Richards and Rickard: COVID‐19 impact on fruit and vegetable markets

## 1 1. INTRODUCTION

The spread of novel coronavirus, SARS‐CoV‐2, and the COVID‐19 disease it causes has had unprecedented impacts on all food markets, including the market for fruits and vegetables. Throughout the value chain, grower‐shippers accustomed to just‐in‐time inventory management systems and retailers able to stock every product with minimal interruption faced shocks in both supply and demand. In this article, we review the nature of these changes due to the spread of COVID‐19 in Canada and elsewhere and document some of the industry's response, from consumers and retailers through to produce suppliers. We divide our analysis into short‐term, or immediate, impacts on the fruit and vegetable supply chain, and then consider longer term impacts that are likely to persist for the entire duration of the pandemic, and perhaps longer. Our primary interest is on the implications to Canadian markets; however, given the degree of integration between horticultural supply chains in Mexico, the United States, and Canada, we will provide a North American perspective and focus on the key overlapping issues across the three countries.

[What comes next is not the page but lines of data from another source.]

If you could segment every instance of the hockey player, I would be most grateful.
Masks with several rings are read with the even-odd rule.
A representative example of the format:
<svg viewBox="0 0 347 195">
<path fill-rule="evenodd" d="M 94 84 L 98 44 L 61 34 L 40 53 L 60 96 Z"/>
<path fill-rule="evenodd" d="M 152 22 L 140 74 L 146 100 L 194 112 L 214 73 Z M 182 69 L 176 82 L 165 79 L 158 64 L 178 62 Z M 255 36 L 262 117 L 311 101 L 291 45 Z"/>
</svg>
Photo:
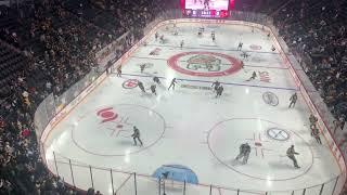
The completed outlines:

## 2 2. SHORT‐TERM IMPACTS

In the near term, no one in the industry has been spared. As of March 12, 2020, fully 86% of industry members—from grower‐shippers through retailers—reported either “some effect,” or “significant effect” on their operations (Nickle, 2020a). Among the various issues affecting their day‐to‐day operations, taking time for “contingency planning” represented the most substantial change to their daily routines. Finding workers, scheduling workers, and ensuring their safety are the most important operational concerns. These operational issues, however, are only the tip of the spear as the industry undergoes fundamental changes and dislocations in an otherwise well‐operating value chain.

In the short term, closing restaurants and schools—the near‐complete loss of an entire distribution channel—has had the most dramatic impact. In 2017, foodservice (both restaurant and institutional) sales in Canada totaled $65.0 billion, while sales in the retail channel were$74.0 billion (USDA, 2018). It is reasonable to assume that total food consumption does not change, as the volumes lost to the foodservice channel are likely being picked up by retail. In response, suppliers are setting up packing lines and converting existing lines to move from foodservice to retail buyers. Using US data as evidence, by March 8, 2020, as quarantine measures began in only the most affected of the states in the United States, retail food sales were already up some 10.6% in total, and 4.5% in fresh produce (Nickle, 2020b).

We expected this shift to accelerate as the virus spreads, and it has. By March 24, volumes of fresh produce in the retail channel were up 23.2% over the previous year (S. Lutz, personal communication, March 12, 2020). Unit prices in the foodservice sector tend to be higher than retail (USDA, 2020a), but expenditure in each channel is roughly the same, so this means a roughly 25% shift in volume across supply chains that differ in fundamental ways.1 That is, the set of wholesale distributors for the foodservice sector is not always the same as the set that services retail accounts, and many retail accounts are served directly by grower‐shippers. Although foodservice distributors will clearly see an almost complete loss of demand, retail distributors need to be able to pack more frequently, have trucks in place more quickly, and anticipate moving greater volumes in the next few months. This will demand unprecedented flexibility in terms of shifting lines and suppliers as needs change.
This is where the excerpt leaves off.